In its grandiloquent 18th century language, Article II, Section 3 of the Constitution requires every president "give to the Congress Information of the State of the Union, and recommend to their Consideration such measures as he shall judge necessary and expedient."

Many early presidents met this obligation simply by dispatching their quilled report from the White House to the Capitol by messenger. However, in 1913, the professorial new President Woodrow Wilson decided to lecture Congress in person. The arrival, first, of radio and, then, television with instant free access to a nationwide audience of voters doomed any return to written reports.

Those presidents accustomed to life on-camera-think actor/TV host Ronald Reagan and TV host Trump-come across best. Others are hit-and-miss.

Trump's speech drew 45.6 million viewers. It lasted 80 minutes, but a good chunk of that came from 117 applause interruptions.
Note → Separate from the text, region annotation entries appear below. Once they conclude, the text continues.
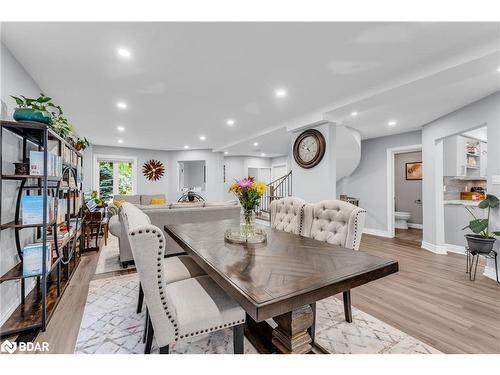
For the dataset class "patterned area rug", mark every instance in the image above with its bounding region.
[75,274,439,354]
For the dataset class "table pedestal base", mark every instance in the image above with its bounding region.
[272,305,314,354]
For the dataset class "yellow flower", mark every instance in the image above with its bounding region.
[229,182,240,193]
[254,181,267,195]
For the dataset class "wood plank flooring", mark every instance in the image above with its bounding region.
[28,235,500,353]
[395,228,422,242]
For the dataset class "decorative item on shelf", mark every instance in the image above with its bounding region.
[14,161,30,176]
[462,194,500,254]
[229,177,266,241]
[90,190,105,207]
[462,194,500,283]
[142,159,165,181]
[11,93,86,145]
[11,94,58,125]
[74,136,90,151]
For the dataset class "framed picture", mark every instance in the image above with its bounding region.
[406,161,422,180]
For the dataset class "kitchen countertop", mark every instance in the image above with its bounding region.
[443,199,481,207]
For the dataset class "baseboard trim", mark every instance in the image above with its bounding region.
[421,241,447,255]
[363,228,394,238]
[444,243,465,255]
[483,265,497,281]
[408,223,424,229]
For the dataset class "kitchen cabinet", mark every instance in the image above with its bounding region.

What surprised were the topics Democrats abstained from approving-growing jobs and economy, fighting the opioid epidemic, a path to citizenship for illegal residents, a family stricken by murder of two daughters by the MS-13 gang, and recognizing Jerusalem as Israel's capital, which Congress approved two decades ago.

Each president provides his shopping list of desired goals-legislative, political and aspirational. Trump was unusually optimistic; "Exciting progress is happening every day."

Of course, SOTU's are one-dimensional events, lacking any context. They all sound great. They're supposed to as political stagecraft and as entertainment. So, what to do with State of the Unions?

Well, one useful thing would be to track what a president says he wants/will do. And what he actually gets/does.

A considerable portion of Trump's nearly 6,000 words was spent recounting his first year's achievements: Tax cuts enacted, jobs created, regulations eased or erased, black and Hispanic unemployment at new lows, stock market highs, worker bonuses and wage hikes, a cadre of conservative judges appointed, retaking nearly 100 percent of ISIS territory.

Trump's first SOTU was well-crafted with powerful human examples of each point bearing witness in the House gallery. For once, Trump talked about other's achievements, and it made him look stronger.

"I am asking Congress to end the dangerous defense sequester and fully fund our great military," he said, because "we know that weakness is the surest path to conflict."

Now, here for future appraisal, is a partial list of Trump's stated State of the Union goals:

He wants to work in a bipartisan manner.

Seek legislative authority for all Cabinet members to hold employees as tightly accountable as in the Veterans Administration now.

End the "injustice" of high drug prices.

Craft new, fair and reciprocal trade agreements.

Have Congress pass an infrastructure repair bill of "at least" $1.5 trillion.

Immigration reforms that end chain migration, the visa lottery, plus build a wall on the Mexican border and extend a path to citizenship for 1.8 million DACA children.

Modernize and rebuild the nation's nuclear arsenal.

Legislation to ensure foreign aid only goes to friends of the U.S.

That's not everything, of course. No good dealmaker shows all his cards. But it's a lot to be held accountable for, especially in an election year with GOP control of Congress endangered.